Valve’s Steam Deck is a highly popular handheld gaming console in the market, especially among PC gaming enthusiasts. Valve’s Pierre-Loup Griffais, in an email to The Verge and CNBC, has now confirmed that the successor to the Steam Deck isn’t due for at least the next couple of years.
According to the email, “It’s important to us that the Deck offers a fixed performance target for developers, and that the message to customers is simple: every Deck can play the same games. As such, changing the performance level is not something we are taking lightly, and we only want to do so when there is a significant enough increase to be had. We also don’t want more performance to come at a significant cost to power efficiency and battery life. I don’t anticipate such a leap to be possible in the next couple of years, but we’re still closely monitoring innovations in architectures and fabrication processes to see where things are going there.”

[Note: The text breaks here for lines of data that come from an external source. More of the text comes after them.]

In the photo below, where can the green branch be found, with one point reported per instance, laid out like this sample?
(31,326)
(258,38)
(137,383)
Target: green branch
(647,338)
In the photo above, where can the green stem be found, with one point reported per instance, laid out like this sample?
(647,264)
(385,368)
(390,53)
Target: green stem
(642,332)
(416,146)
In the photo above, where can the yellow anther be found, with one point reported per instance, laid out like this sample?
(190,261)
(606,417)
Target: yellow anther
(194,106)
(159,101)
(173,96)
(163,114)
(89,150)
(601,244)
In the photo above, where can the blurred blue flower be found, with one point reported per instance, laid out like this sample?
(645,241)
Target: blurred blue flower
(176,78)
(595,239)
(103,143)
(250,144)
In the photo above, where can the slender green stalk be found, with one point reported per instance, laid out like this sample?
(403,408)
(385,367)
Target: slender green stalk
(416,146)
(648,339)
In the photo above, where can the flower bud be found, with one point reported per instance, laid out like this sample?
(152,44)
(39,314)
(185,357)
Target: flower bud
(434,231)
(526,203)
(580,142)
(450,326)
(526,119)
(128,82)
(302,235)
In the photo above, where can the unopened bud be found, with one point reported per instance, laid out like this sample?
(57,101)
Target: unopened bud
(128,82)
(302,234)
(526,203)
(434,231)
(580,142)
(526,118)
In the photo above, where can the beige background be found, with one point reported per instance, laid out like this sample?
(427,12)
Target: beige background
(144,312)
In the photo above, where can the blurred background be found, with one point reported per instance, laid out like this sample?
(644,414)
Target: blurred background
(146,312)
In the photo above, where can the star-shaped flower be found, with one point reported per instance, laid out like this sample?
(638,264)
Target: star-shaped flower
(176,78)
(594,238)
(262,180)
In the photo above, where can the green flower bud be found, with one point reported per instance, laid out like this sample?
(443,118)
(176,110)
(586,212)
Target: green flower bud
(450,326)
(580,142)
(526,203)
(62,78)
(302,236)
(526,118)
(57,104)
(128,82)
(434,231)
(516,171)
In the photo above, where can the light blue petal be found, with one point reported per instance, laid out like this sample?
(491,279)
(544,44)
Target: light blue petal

The Steam Deck was officially launched in 2022, and the company might not announce any new console until at least 2024. This aligns with the common practice in the console world, where, unlike an annual hardware refresh cycle like a smartphone or laptop, gaming consoles usually have a longer shelf life, and companies only announce new models once every four or five years.
Rather than focusing on a performance uplift, the company appears to be focused on enhancing battery life and including a better display, possibly one with a higher refresh rate, similar to the Asus ROG Ally (review). Right now, it does look like there will be no new hardware announcements from Valve related to the Steam Deck in the near future.
Similarly, the company also recently released Deck OS 3.5 Preview for enthusiasts with new features like variable refresh rate, HDR (when paired with a capable external display), and performance improvements for Starfield. The update is also said to have improved colour reproduction by switching to an sRGB colour gamut.